The Flower Streets have since seen a steady decline over the last two decades, alongside the further deterioration of Stanley Road and the surrounding neighbourhoods.

Scottie Press went to speak to some local residents to find out what they think about the latest proposals.

Mrs McShane, a resident of Painsy St for 39 years says, “I think something needs to be done in the area, it’s going into a real decline. We are the forgotten ones, the Flower Streets have been forgotten for years and years. As far as I’m concerned, they’ve done nothing at all for us, all they’ve done is let private landlords take over and the houses have gone to ruins since they’ve done it!

“I’ve got my house up to scratch,” she adds, but says the upkeep of the rest of street is poor. “The rubbish in the entry is disgusting.”

Rubbish in alleyway

We asked Mrs McShane about moving house as part of the project. “I like my house, I love my house,” she says. “I’ve worked all my life to have it they way I want it. So long as we get a good deal on it, I’ve not a problem but I wouldn’t be moving to be paying rent anywhere else – I’d want a house for a house. I’ve worked all my life and my husband is retired now, I’m not going to start paying rent at my age now. I think that’s what they should do for the people who have worked hard to buy these houses and keep them up to standards for themselves and for the area.”

Mrs McShane also comments on Canalside Park: “The only thing it’s getting used for is drug use down there. It’s not getting used for anything else bar crime, they’re setting tents up down there, you can see the drug cars dropping off – it’s absolutely ridiculous now!

“It just can’t carry on the way it is.”

It’s also leading to “decent people leaving the houses,” she says.

Susan Grugile of Daisy St, is keen on the plans. “In honesty they could do with being knocked down, they’re awful, they’re falling to bits,” she says.

Regarding being rehoused on Canalside Park, Susan says, ”personally, I’m made up it’s being regenerated but I wouldn’t move over there.

“Me and my husband said the only time we would move out the area is in a box, but not any more with the way the area has become. Not unless they put decent people in them, that’s the only way I go into the new houses.

“You used to have to get a letter off god to get one of these houses. These streets used to be bustling with kids and everybody knew everybody, but people moved out because of upkeep of these houses is awful.

“I was never fearful of walking down my street in the dark, I am now,” she adds.

Fly tipping

Mr Walsh of Daisy Street, says: “The sooner the better!” And tells Scottie Press that the houses’ “steep stairs” and “high ceiling” aren’t practical, but says “leave the park” out of the development plans.
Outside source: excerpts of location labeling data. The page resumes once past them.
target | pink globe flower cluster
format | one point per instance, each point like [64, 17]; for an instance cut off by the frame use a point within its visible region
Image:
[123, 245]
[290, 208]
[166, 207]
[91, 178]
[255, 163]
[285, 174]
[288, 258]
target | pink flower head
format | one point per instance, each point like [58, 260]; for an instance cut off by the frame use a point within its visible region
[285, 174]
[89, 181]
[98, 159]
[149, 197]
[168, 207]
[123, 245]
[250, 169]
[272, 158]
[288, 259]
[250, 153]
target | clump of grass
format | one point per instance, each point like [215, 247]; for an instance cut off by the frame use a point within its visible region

Dog walker Tony tells us he wasn’t aware of the plans. Once we informed him about about Canalside Park being built on, he says, “what about the rabbits?” but agreed the area did need regenerating.

Another resident of the Flower Streets says “The park is a lovely piece of grass, but no-one can use it. The children can’t even use the play area, it’s full of drugs and dog poo.”
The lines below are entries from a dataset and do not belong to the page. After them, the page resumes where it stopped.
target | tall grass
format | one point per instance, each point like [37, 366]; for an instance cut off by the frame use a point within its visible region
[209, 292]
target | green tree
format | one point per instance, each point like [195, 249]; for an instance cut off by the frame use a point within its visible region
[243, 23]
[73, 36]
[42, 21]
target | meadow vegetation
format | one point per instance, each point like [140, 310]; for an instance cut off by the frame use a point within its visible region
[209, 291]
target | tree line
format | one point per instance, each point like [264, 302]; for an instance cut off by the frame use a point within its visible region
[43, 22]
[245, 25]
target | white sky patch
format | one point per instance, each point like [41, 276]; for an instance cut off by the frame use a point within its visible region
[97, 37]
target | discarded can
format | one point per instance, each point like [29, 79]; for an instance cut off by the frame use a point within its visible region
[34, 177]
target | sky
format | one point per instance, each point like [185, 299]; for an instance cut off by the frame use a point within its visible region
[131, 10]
The project’s plans to build on The Ralla, (the eight-acre stretch of woodland below Melrose Road) directly conflict with The Ralla Ecological Garden Project (TREGP). The community group wants to open up and preserve the green space for Kirkdale, while using the train arches as a cafe and a community hub.

TREGP member Fred says, “We’re waiting to hear the progress of the Canalside Project – we’ve been in the dark, like most people.

“It’s really difficult to see where we stand because the council’s plans don’t seem to be moving anywhere.”

He tells us how the community group has been “unable to access the land” but would be “interested in an interim use of land, even if the council does have broader plan which may or may not happen.

“There doesn’t seem to be any good reason why the community couldn’t be using the land,” he adds.

“It’s hard to keep a sense of momentum when you have such big barriers in front of you.”